Small Batch Bourbon
63 products
63 products
Small batch bourbon is blended from a select number of carefully chosen barrels — typically a few dozen — to balance individual barrel character with more consistency than single barrel releases. Wooden Cork ships premium small batch bourbon nationwide: Michter’s, 1792, Elijah Craig, Frank August, Knob Creek, Booker’s, Maker’s Mark, Four Roses Small Batch and Small Batch Select, Basil Hayden, and Russell’s Reserve 10 Year.
Small batch sits in the sweet spot of American whiskey: more character than mass-blended bourbon, more consistency than single barrel. Most small batch programs blend 10–50 carefully selected barrels — enough to even out individual barrel variation while preserving the elevated character that comes from hand-picking quality casks. Browse all bourbon and single barrel bourbon at Wooden Cork.
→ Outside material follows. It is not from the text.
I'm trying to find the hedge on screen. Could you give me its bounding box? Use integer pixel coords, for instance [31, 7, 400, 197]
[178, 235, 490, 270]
Unlike “single barrel,” “bottled-in-bond,” or “straight bourbon,” the term “small batch” has no legal definition in US bourbon regulation. The Alcohol and Tobacco Tax and Trade Bureau does not set a maximum number of barrels that qualifies as small batch — any producer can put the term on any bourbon regardless of how many barrels were blended. In practice, small batch programs vary enormously: Michter’s Small Batch blends a relatively small number of barrels for a consistent house character; Booker’s is released in numbered batches of a few hundred barrels at barrel proof; Four Roses Small Batch combines four of the ten Four Roses recipes from multiple casks. The term functions as a marketing signal of premium tier positioning rather than a legal guarantee of production scale. The meaningful quality signal in small batch bourbon is the specific producer’s commitment to the program — whether they are genuinely selecting barrels for quality or simply applying the label. Elijah Craig’s small batch program and Four Roses’ both have documented track records of quality; the term alone, without producer context, tells you little.
Booker’s is the outlier among major small batch programs because it is released uncut and unfiltered — bottled at barrel proof, without water addition to hit a target ABV and without chill filtration to remove fatty acids and proteins. Most small batch bourbons are proofed down to a consistent bottling strength (Knob Creek at 100 proof, Michter’s at 91.4 proof, Maker’s Mark at 90 proof) and chill filtered for clarity and consistency. Booker’s releases vary in proof from batch to batch — typically 121–130 proof depending on the specific barrels selected — because the proof reflects the actual alcohol concentration the barrels reached naturally. Each batch is named in honor of a person Booker Noe (the master distiller who created the product in 1988) personally knew, and each carries a specific batch number and date. The result is a bourbon that varies noticeably between batches in ways that proofed-and-filtered small batch releases do not — and that requires water addition or ice for most drinkers to fully appreciate at barrel proof.